Fred Kijek

Profile
- Positions: Fullback, Punter, Flying Wing

Personal information
- Born: October 4, 1919 Hamilton, Ontario, Canada
- Died: March 21, 1986 (aged 66)

Career history
- 1940: Hamilton Tigers
- 1941: Toronto Argonauts
- 1942–1943: Toronto RCAF Hurricanes
- 1944: Camp Borden RCAF Fliers
- 1945–1946: Toronto Indians
- 1947–1949: Montreal Alouettes
- 1950–1951: Hamilton Tiger-Cats

Awards and highlights
- 2× Grey Cup champion (1942, 1949); 2× CFL All-Star (1942, 1945);

= Fred Kijek =

Bronislaus "Fred" Kijek (1919–1986) was a Grey Cup champion and All-Star fullback in the early days of Canadian football. He was also an excellent punter and flying wing.

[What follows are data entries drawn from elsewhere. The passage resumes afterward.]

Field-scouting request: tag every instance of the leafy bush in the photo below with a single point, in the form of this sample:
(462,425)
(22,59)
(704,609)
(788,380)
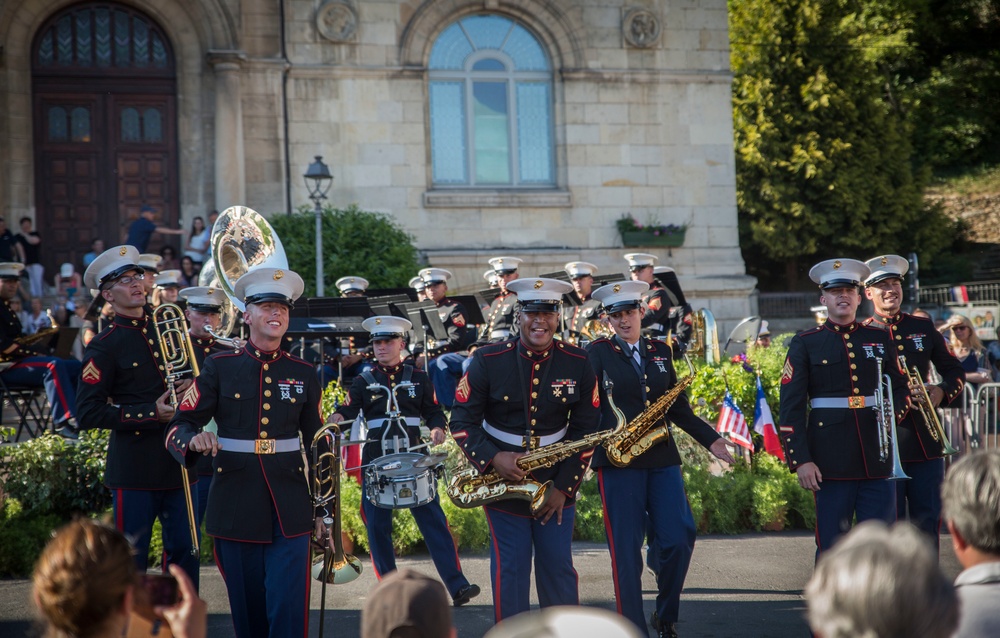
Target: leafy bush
(23,535)
(355,242)
(48,475)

The son of Joseph Kijek and Mary Buita, Kijek was a well traveled football player. During World War II he played with his hometown Hamilton Tigers, the Toronto Argonauts (playing five regular season and two playoff games), the Toronto RCAF Hurricanes (with whom he won his first Grey Cup), and the Camp Borden RCAF Fliers. He played for the Toronto Indians for a couple of seasons, then joined the inaugural Montreal Alouettes team in 1946. He won his second Grey Cup with them in 1949, his "terrific" punting being a key to victory. He returned home for his final two seasons with the Hamilton Tiger-Cats.

Kijek was twice an Ontario Rugby Football Union all star. He died on March 21, 1986.